Previous studies by the same team have shown blocking this signalling effectively eliminates microglia from the brain.
‘What was striking about these studies is we found that in areas without microglia, plaques didn’t form,’ Dr Green said. ‘However, in places where microglia survived, plaques did develop.
‘You don’t have Alzheimer’s without plaques and we now know microglia are a necessary component in the development of Alzheimer’s.’
Results – published in the journal Nature Communications – also revealed microglia cells recognise amyloid plaques as being harmful and attack them.

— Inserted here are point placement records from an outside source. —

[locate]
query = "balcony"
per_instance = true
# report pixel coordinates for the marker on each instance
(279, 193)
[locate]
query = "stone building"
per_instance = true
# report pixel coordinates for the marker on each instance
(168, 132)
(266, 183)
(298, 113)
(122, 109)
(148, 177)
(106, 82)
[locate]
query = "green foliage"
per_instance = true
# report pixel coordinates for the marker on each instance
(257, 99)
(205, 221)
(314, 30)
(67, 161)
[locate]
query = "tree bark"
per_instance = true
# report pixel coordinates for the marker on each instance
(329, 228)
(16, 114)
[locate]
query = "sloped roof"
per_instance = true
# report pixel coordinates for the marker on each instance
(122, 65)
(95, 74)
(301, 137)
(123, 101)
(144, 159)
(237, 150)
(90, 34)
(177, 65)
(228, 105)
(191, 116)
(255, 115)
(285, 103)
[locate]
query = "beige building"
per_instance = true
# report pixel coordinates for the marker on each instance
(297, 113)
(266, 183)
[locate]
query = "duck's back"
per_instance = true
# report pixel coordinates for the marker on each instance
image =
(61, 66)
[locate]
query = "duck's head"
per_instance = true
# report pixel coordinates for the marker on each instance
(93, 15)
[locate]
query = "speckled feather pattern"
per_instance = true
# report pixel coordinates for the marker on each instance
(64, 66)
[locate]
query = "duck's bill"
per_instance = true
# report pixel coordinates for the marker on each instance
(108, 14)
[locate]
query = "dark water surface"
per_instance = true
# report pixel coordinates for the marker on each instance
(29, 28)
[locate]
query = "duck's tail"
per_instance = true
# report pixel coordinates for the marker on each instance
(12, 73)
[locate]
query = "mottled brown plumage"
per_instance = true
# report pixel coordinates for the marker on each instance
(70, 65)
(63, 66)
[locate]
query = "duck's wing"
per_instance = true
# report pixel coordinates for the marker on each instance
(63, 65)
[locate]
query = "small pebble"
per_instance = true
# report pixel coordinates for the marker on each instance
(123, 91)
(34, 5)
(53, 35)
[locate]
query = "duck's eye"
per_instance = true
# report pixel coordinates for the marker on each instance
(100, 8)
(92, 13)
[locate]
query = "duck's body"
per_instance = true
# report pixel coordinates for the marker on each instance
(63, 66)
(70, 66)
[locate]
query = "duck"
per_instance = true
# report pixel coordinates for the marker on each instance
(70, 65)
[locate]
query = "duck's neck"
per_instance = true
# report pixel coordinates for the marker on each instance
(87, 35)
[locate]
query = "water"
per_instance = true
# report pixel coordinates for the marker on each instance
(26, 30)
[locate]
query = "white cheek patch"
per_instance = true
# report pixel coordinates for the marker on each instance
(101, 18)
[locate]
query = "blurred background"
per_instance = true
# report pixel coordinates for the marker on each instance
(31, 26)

This process of attack ‘switches off’ genes in the hippocampus that are required for normal brain functioning.
The hippocampus is an area of the brain that is responsible for forming new memories. It is also involved in learning and emotions.
‘This finding underlines the crucial role of these brain immune cells in the development and progression of Alzheimer’s,’ Dr Green said.
The researchers hope their study will lead to the development of new dementia drugs.
Alzheimer’s is incurable, with existing treatments only being able to temporarily reduce symptoms.
‘We are not proposing to remove all microglia from the brain,’ Dr Green said. ‘What could be possible is devising therapeutics that affect microglia in targeted ways.’
The team also hope their findings will help scientists better understand other brain disorders.
‘These immune cells are involved in every neurological disease and even in brain injury,’ Dr Green said.
‘Removing microglia could enable researchers working in those areas to determine the cells’ role and whether targeting microglia could be a potential treatment.’